La procura di Prato, guidata dal procuratore Luca Tescaroli, ha avviato un'indagine per omicidio plurimo colposo, cercando di far luce sulle cause dell'esplosione e sulle eventuali responsabilità. La Commissione parlamentare, composta dal presidente Tino Magni (Avs), dalla vicepresidente Susanna Camusso (Pd) e dalla senatrice Paola Mancini (Fdi), ha visitato il sito dell'incidente, accompagnata dal procuratore Tescaroli, per raccogliere informazioni e testimonianze utili all'inchiesta.
Il 18 dicembre, a Sasso di Castalda e Cirigliano, due piccoli comuni della Basilicata, si sono svolti i funerali di Gerardo Pepe e Franco Cirelli, due delle vittime dell'esplosione.
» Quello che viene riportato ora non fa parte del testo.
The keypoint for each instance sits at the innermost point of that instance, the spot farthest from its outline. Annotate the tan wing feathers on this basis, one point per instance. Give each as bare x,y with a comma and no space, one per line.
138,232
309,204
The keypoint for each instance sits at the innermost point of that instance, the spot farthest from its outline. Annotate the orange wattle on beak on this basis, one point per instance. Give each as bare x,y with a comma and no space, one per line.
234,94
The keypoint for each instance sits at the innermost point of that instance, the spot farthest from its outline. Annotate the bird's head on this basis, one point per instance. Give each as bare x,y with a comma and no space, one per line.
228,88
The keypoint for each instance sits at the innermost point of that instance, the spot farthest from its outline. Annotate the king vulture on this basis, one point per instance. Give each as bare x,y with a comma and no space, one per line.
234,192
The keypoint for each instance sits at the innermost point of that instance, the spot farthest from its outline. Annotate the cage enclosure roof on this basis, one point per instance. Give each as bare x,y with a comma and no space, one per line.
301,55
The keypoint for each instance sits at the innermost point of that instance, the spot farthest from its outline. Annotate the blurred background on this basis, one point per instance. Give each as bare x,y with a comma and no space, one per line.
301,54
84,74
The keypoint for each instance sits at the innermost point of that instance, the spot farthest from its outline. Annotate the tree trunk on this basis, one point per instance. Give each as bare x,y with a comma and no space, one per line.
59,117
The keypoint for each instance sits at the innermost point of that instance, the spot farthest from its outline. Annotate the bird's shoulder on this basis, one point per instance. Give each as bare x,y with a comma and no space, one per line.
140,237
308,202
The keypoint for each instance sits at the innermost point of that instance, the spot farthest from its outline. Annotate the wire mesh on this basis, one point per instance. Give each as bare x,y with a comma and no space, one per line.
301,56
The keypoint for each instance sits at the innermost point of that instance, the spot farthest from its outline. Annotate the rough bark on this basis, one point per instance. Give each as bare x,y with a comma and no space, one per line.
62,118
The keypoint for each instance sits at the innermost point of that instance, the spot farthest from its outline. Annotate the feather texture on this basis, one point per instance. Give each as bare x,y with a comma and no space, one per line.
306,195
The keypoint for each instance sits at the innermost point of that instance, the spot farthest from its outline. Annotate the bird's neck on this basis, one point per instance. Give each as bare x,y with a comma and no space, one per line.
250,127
Pepe, operaio di 45 anni, è stato commemorato alle ore 10:00 a Sasso di Castalda, mentre Cirelli, cinquantenne, è stato ricordato alle ore 10:30 a Cirigliano. In segno di lutto, i sindaci dei due paesi hanno proclamato il lutto cittadino, unendosi al dolore delle famiglie e delle comunità locali.
L'incidente di Calenzano rappresenta un monito sulla necessità di garantire la sicurezza nei luoghi di lavoro, soprattutto in settori ad alto rischio come quello energetico.